UTS-3 My Stories for You

Menjadi mentor OSKM ITB 2025 adalah salah satu pengalaman paling berharga dalam perjalanan saya sebagai mahasiswa.
Bukan hanya karena kesempatan untuk membimbing mahasiswa baru, tetapi juga karena proses ini membuat saya belajar banyak tentang komunikasi, empati, dan arti menjadi panutan yang sebenarnya.
Awal Perjalanan dan Motivasi
Saya bergabung sebagai mentor karena ingin berkontribusi secara nyata bagi lingkungan kampus.
Sejak awal, saya menyadari bahwa OSKM bukan sekadar acara penyambutan mahasiswa baru, melainkan proses pembentukan karakter dan nilai kebersamaan.
Saya ingin hadir di sana bukan sebagai “pemberi nasihat,” tetapi sebagai teman yang mau mendengarkan, memahami, dan tumbuh bersama mereka.
Motivasi ini muncul dari pengalaman pribadi.
Dulu, ketika saya menjadi peserta, ada satu mentor yang benar-benar mendengarkan saya tanpa menghakimi.
Itu mengubah cara saya memandang peran seorang pembimbing.
Sejak saat itu, saya ingin melakukan hal yang sama — menciptakan ruang aman di mana orang bisa didengar dan merasa diterima.
Proses dan Tantangan
Menjadi mentor tidak semudah yang saya bayangkan.
Sejak tahap Sekolah Mentor, saya belajar bagaimana berkomunikasi dengan berbagai tipe kepribadian.
Ada rekan mentor yang tegas, ada yang lembut, ada juga yang lebih spontan.
Dari situ saya memahami bahwa komunikasi yang efektif bukan tentang siapa yang paling banyak bicara, tapi siapa yang paling mampu menyesuaikan diri.
Selama OSKM berlangsung, saya memegang satu kelompok mahasiswa baru.
Awalnya mereka pendiam dan agak canggung, tapi perlahan kehangatan mulai tumbuh.
Saya belajar bahwa listening adalah kunci untuk membangun kedekatan.
Kadang mereka tidak butuh solusi, hanya butuh seseorang yang mau mendengar tanpa menginterupsi.
Saya masih ingat satu malam saat salah satu peserta tiba-tiba menghubungi saya lewat pesan pribadi.
Dia merasa tidak percaya diri karena belum terbiasa dengan lingkungan kampus.
Saya membaca pesannya berkali-kali, mencoba memahami perasaannya lewat pilihan kata dan nada tulisannya.
Saya menenangkan dia dengan bahasa yang sederhana dan jujur.
Esoknya, dia menyapa saya dengan senyum lebar — tanpa perlu banyak kata, saya tahu komunikasi kami berhasil.
Pembelajaran dan Refleksi
Dari pengalaman menjadi mentor, saya menyadari bahwa komunikasi bukan sekadar menyampaikan pesan, tapi juga membangun hubungan yang bermakna.

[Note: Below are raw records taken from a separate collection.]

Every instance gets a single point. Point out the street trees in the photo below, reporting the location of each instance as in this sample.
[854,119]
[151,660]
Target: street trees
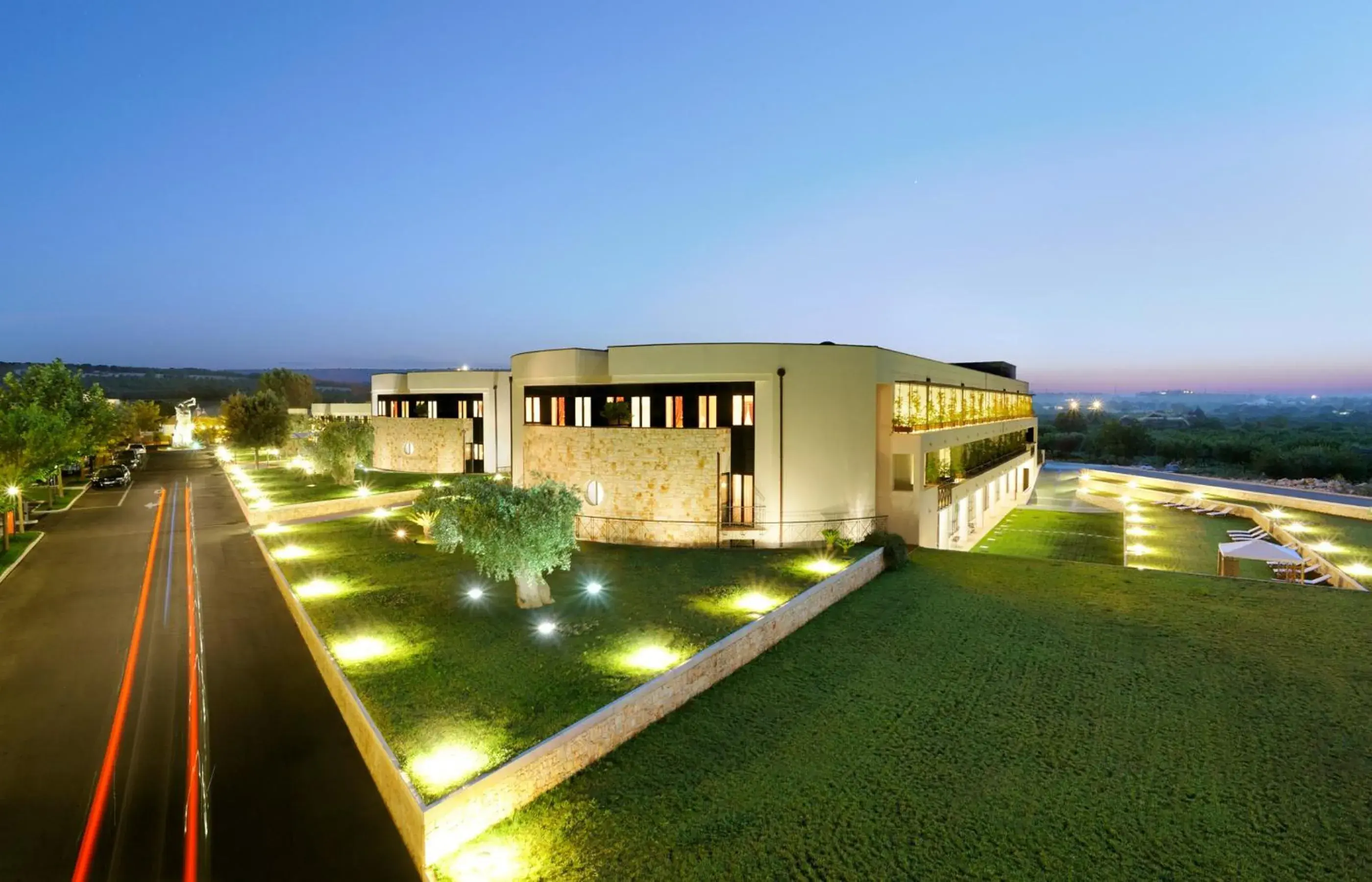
[341,447]
[295,389]
[256,421]
[520,533]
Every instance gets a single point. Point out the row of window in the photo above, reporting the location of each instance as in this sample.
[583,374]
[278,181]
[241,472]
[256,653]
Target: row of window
[430,408]
[638,411]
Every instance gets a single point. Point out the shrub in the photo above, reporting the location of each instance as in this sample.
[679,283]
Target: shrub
[892,547]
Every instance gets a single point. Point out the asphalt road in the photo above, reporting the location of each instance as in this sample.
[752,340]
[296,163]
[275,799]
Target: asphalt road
[282,790]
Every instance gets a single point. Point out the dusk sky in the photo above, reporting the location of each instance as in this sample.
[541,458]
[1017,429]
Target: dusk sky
[1139,196]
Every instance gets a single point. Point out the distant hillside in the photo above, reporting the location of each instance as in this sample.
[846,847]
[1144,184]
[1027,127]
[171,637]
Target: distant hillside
[172,385]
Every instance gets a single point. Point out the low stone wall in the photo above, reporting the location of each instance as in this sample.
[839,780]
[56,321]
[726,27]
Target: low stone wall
[488,800]
[419,444]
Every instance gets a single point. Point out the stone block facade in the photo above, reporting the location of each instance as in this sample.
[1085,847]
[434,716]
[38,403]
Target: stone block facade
[416,444]
[669,477]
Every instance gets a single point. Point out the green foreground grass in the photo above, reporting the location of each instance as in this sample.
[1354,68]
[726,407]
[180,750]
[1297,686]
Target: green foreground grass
[17,545]
[991,718]
[474,677]
[290,487]
[1058,536]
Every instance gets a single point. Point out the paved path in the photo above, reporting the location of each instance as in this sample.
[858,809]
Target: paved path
[286,793]
[1237,485]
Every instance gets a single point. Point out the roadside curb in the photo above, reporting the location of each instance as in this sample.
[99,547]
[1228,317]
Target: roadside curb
[23,555]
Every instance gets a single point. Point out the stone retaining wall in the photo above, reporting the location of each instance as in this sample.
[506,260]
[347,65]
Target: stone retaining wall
[488,800]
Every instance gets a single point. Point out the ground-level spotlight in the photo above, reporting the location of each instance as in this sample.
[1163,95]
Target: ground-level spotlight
[652,658]
[448,767]
[755,602]
[360,650]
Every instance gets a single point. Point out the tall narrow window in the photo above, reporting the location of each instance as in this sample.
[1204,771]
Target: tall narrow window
[709,413]
[743,410]
[641,411]
[676,411]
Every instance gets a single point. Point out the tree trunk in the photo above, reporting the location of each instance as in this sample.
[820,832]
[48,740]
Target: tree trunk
[532,591]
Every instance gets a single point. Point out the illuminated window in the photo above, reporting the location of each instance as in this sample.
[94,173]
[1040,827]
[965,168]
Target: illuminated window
[903,472]
[743,410]
[641,411]
[676,411]
[582,410]
[709,413]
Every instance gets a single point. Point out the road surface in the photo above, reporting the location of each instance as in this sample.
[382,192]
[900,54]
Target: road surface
[275,780]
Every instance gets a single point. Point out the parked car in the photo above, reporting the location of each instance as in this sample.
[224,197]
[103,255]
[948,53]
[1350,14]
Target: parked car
[112,476]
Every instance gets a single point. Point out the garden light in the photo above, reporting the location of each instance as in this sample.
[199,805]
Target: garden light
[360,650]
[448,766]
[652,658]
[486,863]
[755,602]
[318,588]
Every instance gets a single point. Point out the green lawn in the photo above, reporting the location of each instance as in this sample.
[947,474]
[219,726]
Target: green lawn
[1057,535]
[998,719]
[17,545]
[289,487]
[474,678]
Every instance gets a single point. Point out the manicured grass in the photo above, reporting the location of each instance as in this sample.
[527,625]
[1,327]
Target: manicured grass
[289,487]
[1058,535]
[998,719]
[17,545]
[475,672]
[1187,542]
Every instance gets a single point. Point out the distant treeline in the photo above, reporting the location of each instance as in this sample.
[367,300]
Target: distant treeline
[168,386]
[1279,447]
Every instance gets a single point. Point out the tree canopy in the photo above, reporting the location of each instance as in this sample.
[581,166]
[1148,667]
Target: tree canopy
[295,389]
[256,421]
[511,532]
[341,446]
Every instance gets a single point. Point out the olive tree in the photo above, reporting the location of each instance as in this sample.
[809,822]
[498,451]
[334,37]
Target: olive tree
[511,532]
[341,447]
[257,421]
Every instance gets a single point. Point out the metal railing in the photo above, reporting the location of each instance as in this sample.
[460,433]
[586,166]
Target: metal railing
[706,533]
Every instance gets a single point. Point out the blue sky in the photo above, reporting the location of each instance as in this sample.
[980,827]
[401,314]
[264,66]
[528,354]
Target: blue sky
[1106,194]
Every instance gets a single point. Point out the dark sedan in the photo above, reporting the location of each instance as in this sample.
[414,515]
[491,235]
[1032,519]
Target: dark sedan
[112,476]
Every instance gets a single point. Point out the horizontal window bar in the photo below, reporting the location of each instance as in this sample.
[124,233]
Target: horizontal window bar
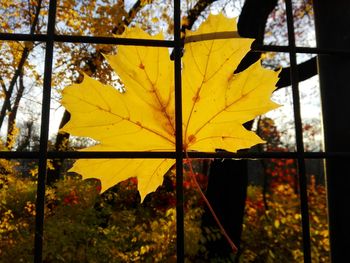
[172,155]
[160,43]
[88,39]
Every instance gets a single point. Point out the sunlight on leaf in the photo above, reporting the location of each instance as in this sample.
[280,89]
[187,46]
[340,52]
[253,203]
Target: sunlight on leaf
[216,103]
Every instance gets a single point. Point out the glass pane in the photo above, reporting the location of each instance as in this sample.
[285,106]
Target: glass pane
[126,105]
[310,103]
[108,18]
[320,248]
[304,23]
[17,209]
[272,229]
[277,127]
[276,26]
[18,16]
[21,94]
[86,225]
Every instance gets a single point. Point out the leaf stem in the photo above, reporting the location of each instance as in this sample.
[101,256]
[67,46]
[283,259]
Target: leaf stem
[217,220]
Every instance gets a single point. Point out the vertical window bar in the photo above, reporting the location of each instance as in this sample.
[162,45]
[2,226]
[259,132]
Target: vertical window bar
[299,134]
[180,253]
[44,134]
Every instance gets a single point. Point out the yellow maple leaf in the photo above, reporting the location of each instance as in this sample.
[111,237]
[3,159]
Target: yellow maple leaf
[216,103]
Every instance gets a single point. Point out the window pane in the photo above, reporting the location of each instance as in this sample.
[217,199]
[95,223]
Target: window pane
[21,108]
[85,224]
[17,209]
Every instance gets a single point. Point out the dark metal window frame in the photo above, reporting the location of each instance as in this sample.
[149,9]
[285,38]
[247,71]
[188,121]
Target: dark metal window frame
[43,155]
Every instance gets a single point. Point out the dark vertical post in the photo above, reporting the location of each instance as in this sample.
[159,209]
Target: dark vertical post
[180,253]
[44,135]
[304,205]
[333,32]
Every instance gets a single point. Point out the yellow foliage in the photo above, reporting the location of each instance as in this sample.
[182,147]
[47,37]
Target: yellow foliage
[216,103]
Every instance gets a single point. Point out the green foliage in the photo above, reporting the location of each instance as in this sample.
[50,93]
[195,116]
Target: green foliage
[275,235]
[83,226]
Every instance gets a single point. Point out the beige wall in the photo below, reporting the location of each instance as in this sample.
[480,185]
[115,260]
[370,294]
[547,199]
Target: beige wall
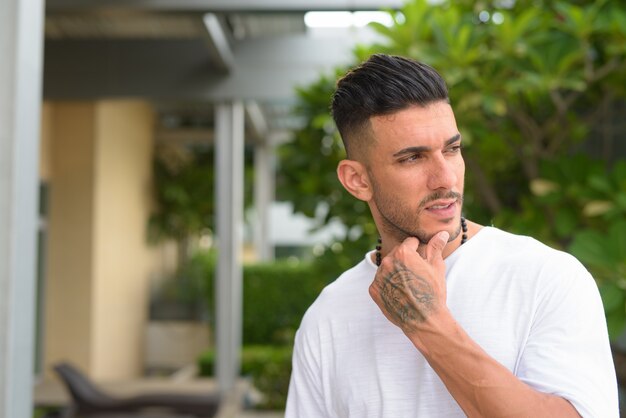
[68,297]
[121,268]
[98,259]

Saya belajar bahwa bahasa tubuh, intonasi, dan tatapan mata bisa berbicara lebih jujur daripada kalimat panjang.
Saya juga belajar mengelola persepsi: memahami kapan harus tegas, dan kapan harus lembut.
Yang paling berkesan bagi saya adalah bagaimana saya ikut tumbuh bersama para peserta.
Saya yang awalnya ragu untuk memimpin kini lebih berani untuk berbicara, mendengar, dan mengarahkan tanpa harus memaksa.
Saya belajar untuk tidak hanya memahami teori komunikasi, tetapi benar-benar mempraktikkannya dalam konteks sosial yang nyata.
Menjadi mentor juga mengajarkan saya tentang empati — untuk melihat sesuatu dari sudut pandang orang lain tanpa tergesa-gesa menilai.
Ketika saya mulai benar-benar mendengarkan, saya menyadari bahwa setiap individu membawa cerita dan perjuangannya sendiri.
Penutup
Menjadi mentor OSKM bukan hanya tentang memimpin, tetapi tentang belajar memahami.
Saya belajar bahwa setiap interaksi memiliki makna, setiap percakapan adalah kesempatan untuk menumbuhkan kepercayaan, dan setiap diam pun punya arti jika kita mau mendengarkan dengan hati.
Saya merasa bangga bisa menjadi bagian dari proses ini.
Karena di balik setiap kegiatan dan percakapan kecil, ada pelajaran besar tentang tanggung jawab, komunikasi, dan kemanusiaan.
Dan bagi saya, itulah inti dari menjadi seorang mentor.